Arnaut Pavle - Transylvanian Glare
(black metal/punk)
Premiera: 20.01.2023
Youtube

Ciężko mi powiedzieć na ile fińska kapela Arnaut Pavle to grupa trzymająca się nurtu raw black metal, a na ile formacja próbująca w swojej muzyce łączyć tradycyjny black metal z punk rockiem. Na ich płycie "Transylvanian Glare" słyszę zarówno jedno, jak i drugie. I nie będę ukrywał, że sięgnąłem po ten materiał z dwóch powodów - po pierwsze okładka, a po drugie tytuł albumu. Jeszcze idąc tropem tytułu tej płyty można na siłę doszukiwać się nawiązania do "Transilvanian Hunger" (1994) pewnej norweskiej kapeli? Pewnie można. "Transylvanian Glare" to drugie pełne studyjne wydawnictwo Arnaut Pavle, grupy nazwanej na cześć żyjącego w XVIII wieku serbskiego hajduka, który po śmierci miał stać się wampirem. Już sam wybór nazwy tej formacji jest interesujący, a zawartość ich najnowszego albumu tylko go podbija. "Transylvanian Glare" to materiał bardzo surowy, brzmiący jakby muzycy nagrywali go w dusznej krypcie, której wrota zostały szczelnie zapieczętowane, a dźwięk gitar i perkusji odbijał się od ścian grobowca. Z jednej strony to materiał odpychający, a z drugiej jakże przyciągający jakąś tajemniczą aurą, surowością, wściekłością i mrokiem. Świetny album, od którego naprawdę trudno się oderwać...pewnie też dlatego, że tak szybko jak się zaczyna tak samo się kończy, bo całość zamyka się w 30 minutach.

Atrocity - Okkult III
(death metal/melodic death metal/symphonic metal)
Premiera: 20.01.2023
Spotify

Atrocity byli dla mnie zawsze jedną wielką niewiadomą. To kapela, która debiutowała w 1990 roku albumem "Hallucinations", na którym grali death metal, ale na swoim koncie mają jeszcze 11 pełnych studyjnych wydawnictw (włącznie z tym nowym), na których już tak bardzo nie ograniczali się stylistycznie.
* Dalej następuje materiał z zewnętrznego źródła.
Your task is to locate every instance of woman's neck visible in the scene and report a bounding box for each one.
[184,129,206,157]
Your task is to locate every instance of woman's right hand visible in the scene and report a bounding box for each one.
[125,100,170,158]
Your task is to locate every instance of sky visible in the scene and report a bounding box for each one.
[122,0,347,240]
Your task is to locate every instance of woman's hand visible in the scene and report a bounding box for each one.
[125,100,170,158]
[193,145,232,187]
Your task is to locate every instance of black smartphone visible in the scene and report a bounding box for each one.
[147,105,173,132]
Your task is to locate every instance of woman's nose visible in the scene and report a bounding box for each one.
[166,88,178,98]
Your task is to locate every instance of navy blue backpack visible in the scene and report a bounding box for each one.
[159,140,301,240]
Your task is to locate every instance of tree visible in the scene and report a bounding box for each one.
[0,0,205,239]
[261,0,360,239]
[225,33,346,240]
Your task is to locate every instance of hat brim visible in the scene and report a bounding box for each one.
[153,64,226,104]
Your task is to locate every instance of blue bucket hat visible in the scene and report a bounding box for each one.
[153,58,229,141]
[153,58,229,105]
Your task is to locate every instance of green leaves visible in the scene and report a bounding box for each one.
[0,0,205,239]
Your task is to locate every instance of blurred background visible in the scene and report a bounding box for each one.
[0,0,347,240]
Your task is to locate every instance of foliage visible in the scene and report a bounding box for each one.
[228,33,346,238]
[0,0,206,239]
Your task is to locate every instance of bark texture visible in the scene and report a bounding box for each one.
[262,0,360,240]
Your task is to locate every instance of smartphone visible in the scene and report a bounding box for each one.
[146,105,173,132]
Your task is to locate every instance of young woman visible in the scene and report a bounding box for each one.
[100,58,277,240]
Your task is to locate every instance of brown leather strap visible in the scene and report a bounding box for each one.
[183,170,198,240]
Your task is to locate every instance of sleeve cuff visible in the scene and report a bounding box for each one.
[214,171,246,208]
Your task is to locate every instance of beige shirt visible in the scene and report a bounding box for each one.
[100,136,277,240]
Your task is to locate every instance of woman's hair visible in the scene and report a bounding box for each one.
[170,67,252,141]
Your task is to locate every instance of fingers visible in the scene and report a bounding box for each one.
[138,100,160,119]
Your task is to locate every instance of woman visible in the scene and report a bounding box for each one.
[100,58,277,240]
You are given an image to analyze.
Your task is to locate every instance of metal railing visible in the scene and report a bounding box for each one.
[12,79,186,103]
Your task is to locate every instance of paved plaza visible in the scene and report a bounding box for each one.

W dyskografii tej niemieckiej grupy znajdziemy materiały, na których grali gothic metal, groove metal, industrial metal, melodic death metal, symphonic metal, goth industrial, a nawet folk metal. Niezły rozrzut stylistyczny, prawda? Ale na "Okkult II" z 2018 roku wrócili do death metalu, mimo tego sięgając po wydany 5 lat później "Okkult III" spodziewałem się dosłownie wszystkiego, a może nawet gatunku, którego do tej pory Atrocity nie ruszali. Jednak od pierwszych sekund trwania nowej płyty sprawa była jasna - grupa znowu zaserwowała death metal. I jest to materiał jak najbardziej godny polecenia. Formacja uderza momentami w symphonic death metalowe nuty, co dodatkowo uatrakcyjnia ten materiał. Kawałki są dość melodyjne jak na główny gatunek, w jakim kapela obraca się na tym wydawnictwie. Znalazł się tutaj również utwór inspirowany polskim mordercą Józefem Cyppkiem zwanym też "rzeźnikiem z Niebuszewa". Mimo tego, że formacja skupia się na tym albumie głównie na death metalu, to kawałki mają duży rozrzut jeżeli chodzi o ciężar gatunkowy, są kompozycje bardziej melodyjne, wsparte symfonią, ale też takie, których ciężar wręcz przygniata (jak chociażby wspomniany "Cypka"). Jeżeli do tej pory omijaliście Atrocity bojąc się, że odpalając płytę traficie na gatunek, którego nie lubicie, to tym razem spokojnie możecie ruszać z odsłuchami "Okkult III"...oczywiście o ile oczekujecie death metalu.

Ayahuasca - Amor Fati
(rock/post-punk/coldwave)
Premiera: 22.01.2023

Jeżeli śledzicie fanpage DF to na pewno trafiliście na mój post pochwalny odnośnie debiutanckiego albumu kapeli Ayahuasca, a jeżeli nie to chętnie pochwalę ich jeszcze raz. "Amor Fati" to debiut młodej kieleckiej formacji. Trafiłem na nich zupełnie przypadkiem, gdy facebook podsunął mi do obejrzenia ich klip do numeru "PoPowa". Miniaturka była zachęcająca, obiecywała wycieczkę do kolorowych lat 80-tych. Ale ostatnio sporo jest wracania muzycznego do tamtych lat, wystarczy przecież wspomnieć całą falę synthwave, więc z lekką niepewnością odpaliłem numer. Okazało się, że wpadłem w jakiś wir czasu, który przeniósł mnie do czasów, gdy debiutowały takie kapele jak Lady Pank, Oddział Zamknięty i Republika, a obok nich grali ubrani w podobnym stylu goście nazywający swój projekt Ayahuasca. I nie bez przyczyny wspominam te kapele i ich debiutanckie płyty, bo zawartość "Amor Fati" brzmi jakby faktycznie młodzi muzycy z Kielc nagrywali ten materiał właśnie w 1983 roku, kiedy wspomniane grupy debiutowały. Ich płyta jest pełna nawiązań muzycznych do polskiego rocka z tamtych lat. Gitary mają to samo brzmienie, a wokalista sprawia wrażenie jakby miał zaraz wygryźć Jarego z Oddziału Zamkniętego. Sporo tutaj elementów post-punka, czy zimnej fali. Warto kilka razy pod rząd zapuścić sobie zawartość "Amor Fati", ale jestem pewien, że jeżeli lubicie wracać do debiutanckich płyt wspomnianych polskich rockowych kapel to zawartość debiutanckiego albumu Ayahuasca zaskoczy momentalnie.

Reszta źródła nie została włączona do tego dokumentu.